Screen-Space Ambient Occlusion is a post-process that coarsely approximates a shadowing effect from ambient light. Its practical effect is a better perception of spatial relations between objects in. Screen-Space Ambient Occlusion can be enabled with the Environment node's attribute "SSAO". The attribute "SSAOamount" determines the strength of the SSAO effect. The attributes "SSAOblurDepthTreshold" and "SSAOradius" must be tweaked according to the scale of the scene.

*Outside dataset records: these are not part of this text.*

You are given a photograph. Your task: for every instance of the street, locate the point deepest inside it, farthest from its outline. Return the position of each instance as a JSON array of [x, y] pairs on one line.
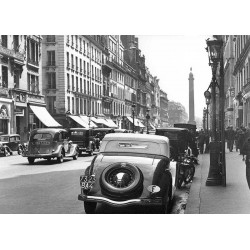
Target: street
[[53, 188]]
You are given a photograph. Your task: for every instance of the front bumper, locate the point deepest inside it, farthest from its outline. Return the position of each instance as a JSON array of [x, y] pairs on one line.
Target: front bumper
[[141, 201]]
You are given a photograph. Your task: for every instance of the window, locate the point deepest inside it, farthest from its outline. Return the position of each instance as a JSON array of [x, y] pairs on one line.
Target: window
[[77, 89], [73, 105], [16, 73], [81, 106], [51, 39], [32, 51], [51, 80], [72, 82], [51, 58], [51, 104], [68, 81], [16, 43], [33, 83], [4, 77], [4, 39], [81, 85], [68, 99], [77, 106]]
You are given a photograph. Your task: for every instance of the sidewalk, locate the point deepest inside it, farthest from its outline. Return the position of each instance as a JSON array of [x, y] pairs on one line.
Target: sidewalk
[[232, 199]]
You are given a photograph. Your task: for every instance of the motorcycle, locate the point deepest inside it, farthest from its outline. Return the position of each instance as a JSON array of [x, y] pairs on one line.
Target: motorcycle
[[186, 166]]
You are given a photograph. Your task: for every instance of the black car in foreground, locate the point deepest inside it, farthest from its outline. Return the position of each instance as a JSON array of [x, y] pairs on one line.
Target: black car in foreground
[[130, 169]]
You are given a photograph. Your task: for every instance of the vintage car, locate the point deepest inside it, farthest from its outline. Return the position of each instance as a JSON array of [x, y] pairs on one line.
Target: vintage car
[[101, 132], [85, 139], [48, 143], [130, 169], [178, 139], [10, 143]]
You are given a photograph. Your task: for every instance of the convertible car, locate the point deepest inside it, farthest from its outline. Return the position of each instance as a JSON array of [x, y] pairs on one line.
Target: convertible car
[[49, 143], [130, 169]]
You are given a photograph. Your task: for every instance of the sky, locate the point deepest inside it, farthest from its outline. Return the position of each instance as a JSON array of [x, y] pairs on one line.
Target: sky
[[170, 57]]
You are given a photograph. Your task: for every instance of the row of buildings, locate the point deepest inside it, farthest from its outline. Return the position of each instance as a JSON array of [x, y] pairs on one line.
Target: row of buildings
[[77, 80], [237, 80]]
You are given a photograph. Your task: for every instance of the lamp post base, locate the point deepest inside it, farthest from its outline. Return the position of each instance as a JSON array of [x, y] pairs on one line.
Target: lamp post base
[[214, 175]]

		<Environment id='myEnv' SSAO='true' SSAOamount='0.3' SSAOblurDepthTreshold='1.0' SSAOradius='0.7'> <Environment>
		
SSAO disabled (left) and enabled (right)

How it works

The post-processing shader measures the amount of occlusion for each pixel. It does so by sampling a spherical kernel where the size of the kernel depends on the world-space distance of the pixel to the camera. As a result, the radius in which the amount of ambient occlusion is determined is specified in world-space (attribute "SSAOradius"). Thus, the sampling radius always stays the same (relative to the scene) if the camera is moved. In order to keep the number of samples for the ambient occlusion low, each pixel is sampled with a different random seed. This sparse sampling scheme results in noise that is removed with a depth-aware averaging filter. This filter only incorporates neigboring pixels that are not too far away to prevent blurring across edges. The attribute "SSAOblurDepthTreshold" defines how big the depth difference (in world space) is allowed to be.